O sintoma pela causa

Texto do professor Flávio Brayner (UFPE), publicado no Jornal do Commercio (Recife, 18 de julho de 2017):

Aquilo que os especialistas chamam de “crise da educação escolar” não é algo completamente perceptível pelos não-especialistas: aqueles que têm filhos na escola percebem o desconforto causado pelo “excesso de conteúdos”, o estresse dos exames, o desinteresse dos alunos, o tradicionalismo da sala de aula, o tédio da relação pedagógica centrada na “aula”, o desencontro entre conteúdos de aprendizagem e o mundo da vida frequentado pelos jovens. São apenas os sintomas de algo bem mais profundo e mais grave e nós tomamos estes sinais superficiais como se fossem a essência do mal pedagógico. Com um diagnóstico “sintomatológico” como este, não devemos esperar “soluções” muito adequadas! E isto está claro nas “reformas” que o MEC vem entronizando no Fundamental e no Médio. Quer dizer: a crença de que é nos conteúdos, na formação do professor ou na introdução de “novas tecnologias” que reside a solução do nó educacional.

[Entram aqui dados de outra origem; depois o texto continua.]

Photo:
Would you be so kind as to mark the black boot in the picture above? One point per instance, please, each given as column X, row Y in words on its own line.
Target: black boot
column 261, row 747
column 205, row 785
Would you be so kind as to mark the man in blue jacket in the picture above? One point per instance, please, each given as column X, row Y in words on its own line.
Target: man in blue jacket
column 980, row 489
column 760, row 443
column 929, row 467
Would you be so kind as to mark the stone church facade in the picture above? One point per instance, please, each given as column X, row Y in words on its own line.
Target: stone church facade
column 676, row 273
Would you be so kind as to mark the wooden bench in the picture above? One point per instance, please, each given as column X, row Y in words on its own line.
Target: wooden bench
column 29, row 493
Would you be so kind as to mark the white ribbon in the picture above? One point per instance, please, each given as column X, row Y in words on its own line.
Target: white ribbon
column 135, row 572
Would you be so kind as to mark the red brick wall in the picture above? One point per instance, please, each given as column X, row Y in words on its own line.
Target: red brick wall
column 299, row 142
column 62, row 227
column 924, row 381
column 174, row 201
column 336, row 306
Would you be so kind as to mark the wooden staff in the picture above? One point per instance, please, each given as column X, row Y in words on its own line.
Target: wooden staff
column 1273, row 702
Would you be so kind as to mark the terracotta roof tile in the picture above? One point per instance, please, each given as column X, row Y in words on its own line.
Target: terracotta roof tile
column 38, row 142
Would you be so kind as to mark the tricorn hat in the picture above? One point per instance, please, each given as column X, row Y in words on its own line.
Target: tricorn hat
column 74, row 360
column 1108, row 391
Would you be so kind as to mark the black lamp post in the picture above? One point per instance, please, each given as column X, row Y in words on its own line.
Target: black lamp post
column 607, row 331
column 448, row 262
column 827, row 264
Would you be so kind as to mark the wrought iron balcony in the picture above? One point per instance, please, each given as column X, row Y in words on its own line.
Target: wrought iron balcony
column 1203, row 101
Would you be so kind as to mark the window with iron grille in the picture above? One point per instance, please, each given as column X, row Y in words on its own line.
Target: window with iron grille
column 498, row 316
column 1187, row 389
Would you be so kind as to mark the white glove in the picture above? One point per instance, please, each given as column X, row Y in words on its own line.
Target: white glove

A educação supõe que duas gerações se encontram no mundo no mesmo momento, sendo que uma delas está aqui há mais tempo e tem obrigação de introduzir os que chegam nos mistérios da cultura. Assim, o que está em jogo neste encontro em que as pessoas nascem no e para o mundo, é a tentativa de assegurar a perenidade do mundo, que ele não desabe com a irrupção dos mais novos, nem que os novos sejam destruídos por um mundo que desconhecem.

Mas aconteceu algo em nossa “modernidade” que atingiu esta relação: em primeiro lugar, não dispomos mais das balizas de que dispúnhamos para nos orientar (a tradição, a religião, a autoridade dos mais velhos), o que gerou profundos arranhões na autoridade dos pais e professores; depois, o acesso aos mistérios da cultura foi franqueado aos jovens (hoje um menino de 12 anos sabe mais sobre sexo ou violência que um garoto de minha geração), atingindo a distinção entre vida infantil e vida adulta; em terceiro, a escola que era o lugar que assegurava a passagem do mundo familiar para o mundo público, garantindo certa estabilidade nesta “introdução ao mundo”, não pode mais contar nem com famílias estruturadas (boa parte delas descompostas e recompostas, o que agrava a questão da “autoridade”) nem com uma cidadania como expressão de uma vontade política consciente. A escola ficou só! E ao ficar só, tornou-se objeto de um ataque sistemático e vai virar um lugar de encontro e de consumo (conheço escolas no interior de shoppings!), onde não se exigirá mais sacrifício ou responsabilidade, disciplina ou aplicação de seus alunos.

É por isso que os currículos podem agora ser “flexibilizados”!